Last night, like most of us here in Chicago, I was plowing the snow on my walk, driveway and porch - every ten minutes - and decided to treat the neighbors and took the Old MTD Snow Blower north on Rockwell.
At 107th, the auger was packed with wet,icy chunks and not blowing snow out of the chute as it should. I shut off the machine and unclogged the blockage. I noticed a sign in the front window of one of the houses - TALKING DOG for SALE.

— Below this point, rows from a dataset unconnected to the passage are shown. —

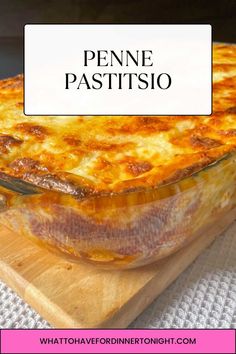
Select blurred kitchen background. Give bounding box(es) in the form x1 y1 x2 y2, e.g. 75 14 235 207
0 0 236 78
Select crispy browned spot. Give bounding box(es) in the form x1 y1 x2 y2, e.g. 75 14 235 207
63 135 81 146
15 122 48 140
127 161 153 176
107 116 171 136
190 135 221 149
218 129 236 137
0 134 23 153
10 157 47 174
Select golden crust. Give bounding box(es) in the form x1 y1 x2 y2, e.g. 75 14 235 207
0 45 236 198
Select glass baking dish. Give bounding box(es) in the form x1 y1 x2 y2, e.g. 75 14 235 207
0 149 236 269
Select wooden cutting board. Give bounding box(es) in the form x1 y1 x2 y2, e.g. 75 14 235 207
0 211 235 328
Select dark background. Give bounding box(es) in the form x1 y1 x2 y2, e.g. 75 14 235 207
0 0 236 78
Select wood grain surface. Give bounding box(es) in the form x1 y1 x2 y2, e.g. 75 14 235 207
0 210 235 328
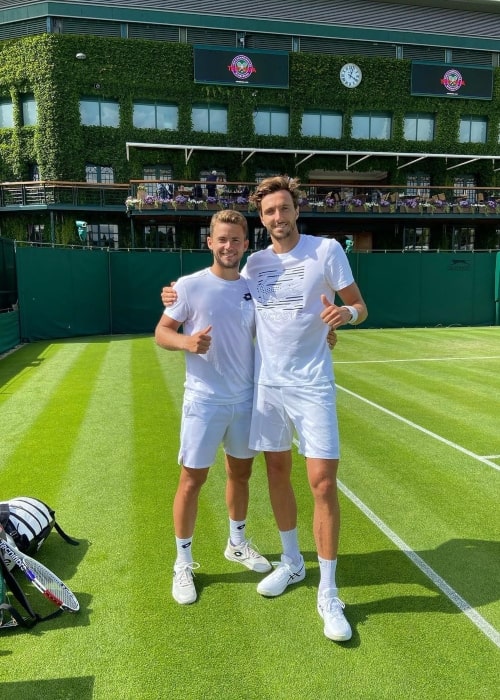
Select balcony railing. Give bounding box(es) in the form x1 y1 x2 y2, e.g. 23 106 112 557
0 180 500 217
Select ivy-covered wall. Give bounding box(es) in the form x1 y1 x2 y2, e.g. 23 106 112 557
0 34 500 186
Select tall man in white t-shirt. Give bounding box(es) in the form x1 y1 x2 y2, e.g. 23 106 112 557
242 177 367 641
155 210 272 604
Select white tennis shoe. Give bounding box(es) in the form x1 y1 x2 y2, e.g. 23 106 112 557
172 561 200 605
224 540 273 574
318 588 352 642
257 554 306 598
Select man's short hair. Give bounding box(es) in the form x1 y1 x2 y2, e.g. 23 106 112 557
210 209 248 238
250 175 300 211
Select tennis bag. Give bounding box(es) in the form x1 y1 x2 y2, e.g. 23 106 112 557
0 496 79 629
0 496 78 556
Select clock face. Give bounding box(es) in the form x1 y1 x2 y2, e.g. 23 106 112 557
340 63 363 87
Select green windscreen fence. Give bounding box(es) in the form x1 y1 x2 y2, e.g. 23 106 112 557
350 252 496 328
11 247 500 340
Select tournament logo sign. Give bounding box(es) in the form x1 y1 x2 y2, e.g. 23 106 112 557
228 54 257 81
194 45 289 88
441 68 465 92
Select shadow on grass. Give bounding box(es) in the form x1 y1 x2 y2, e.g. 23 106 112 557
187 539 500 647
0 334 142 392
2 676 95 700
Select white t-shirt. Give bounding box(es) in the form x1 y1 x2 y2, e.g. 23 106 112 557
242 235 354 386
164 268 255 404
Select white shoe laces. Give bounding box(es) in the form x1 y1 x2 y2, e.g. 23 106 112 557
174 561 200 586
320 598 345 617
240 540 262 559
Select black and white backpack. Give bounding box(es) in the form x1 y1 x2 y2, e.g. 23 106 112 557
0 496 79 630
0 496 78 556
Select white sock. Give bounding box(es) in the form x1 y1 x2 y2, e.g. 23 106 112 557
175 537 193 564
318 556 337 594
229 518 247 546
280 527 301 564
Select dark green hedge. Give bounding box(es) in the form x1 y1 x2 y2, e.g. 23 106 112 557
0 34 500 186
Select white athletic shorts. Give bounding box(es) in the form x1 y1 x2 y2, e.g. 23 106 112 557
179 399 256 469
249 384 339 459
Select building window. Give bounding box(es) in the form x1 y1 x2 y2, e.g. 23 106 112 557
132 102 179 131
302 112 342 139
85 164 115 184
21 95 37 126
453 175 477 202
0 100 14 128
458 116 487 143
406 173 431 199
142 165 174 199
80 99 120 127
404 114 434 141
192 105 227 134
253 107 289 136
351 112 392 139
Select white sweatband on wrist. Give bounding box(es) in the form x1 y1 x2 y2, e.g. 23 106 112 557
344 304 359 326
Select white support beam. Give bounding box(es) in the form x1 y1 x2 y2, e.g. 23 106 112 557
295 152 316 168
446 158 479 170
398 156 427 170
345 153 373 170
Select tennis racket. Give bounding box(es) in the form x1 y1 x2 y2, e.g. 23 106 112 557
0 538 80 612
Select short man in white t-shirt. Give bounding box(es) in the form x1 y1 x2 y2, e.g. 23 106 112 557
155 210 272 604
246 177 367 641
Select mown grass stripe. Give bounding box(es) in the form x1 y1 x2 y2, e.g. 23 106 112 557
337 385 500 470
0 342 106 492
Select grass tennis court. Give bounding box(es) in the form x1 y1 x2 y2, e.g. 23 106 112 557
0 327 500 700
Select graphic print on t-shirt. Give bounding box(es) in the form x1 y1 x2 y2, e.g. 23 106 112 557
256 265 304 313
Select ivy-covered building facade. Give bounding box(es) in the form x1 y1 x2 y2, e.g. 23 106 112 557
0 0 500 250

As it was about 7:30PM, I decided to inquire.
"You gotta talking dog?"
'What of it?'
"Nothing. I saw your sign."
'He's out back in his house. Hey do my drive.'
" No sweat."
I plowed the man's drive - sounds homoerotic, that.
In the fenced-in back yard was a beautiful Golden Lab.
"Hi, there handsome! You are a good boy."
'Don't patrionize me. please.'
I was Gobsmacked! "You Talk!??!"
' Is that a question or an exclamation? Yes, I talk very well. I have from the time I was a puppy. I speak Farsi, Arabic, Russian and Korean, as well as English. The lout who pointed you in my direction - who wants to be rid of me - has only had me for the last year. You see, I was placed in the Department of Defense and served with distinction in Desert Storm II - I listened to Al Qaeda and reported on their planned attacks. I was so effective that I was transferred to the Department of State and sent to pick information wherever the Nation needed me. I was retired, took a mate and went halves on three litters of pups and eventually sold to this Knot-head from Chicago.'
" Would you care to move down the block? My dauhter Clare would love you!"
'Proud to! Get his asking price.'
I knocked on the back door and the man answered, 'You do my drive?'
"I did. What are you asking for the dog?"
"That's all for a talking dog? Here. . . here's a Jackson!"
'Take him! He's #$%^ing Liar! He never did any of that $hit!"
. . . And on I plowed. That lying dog stayed put.
With apologies to John Linehan Leo 1977!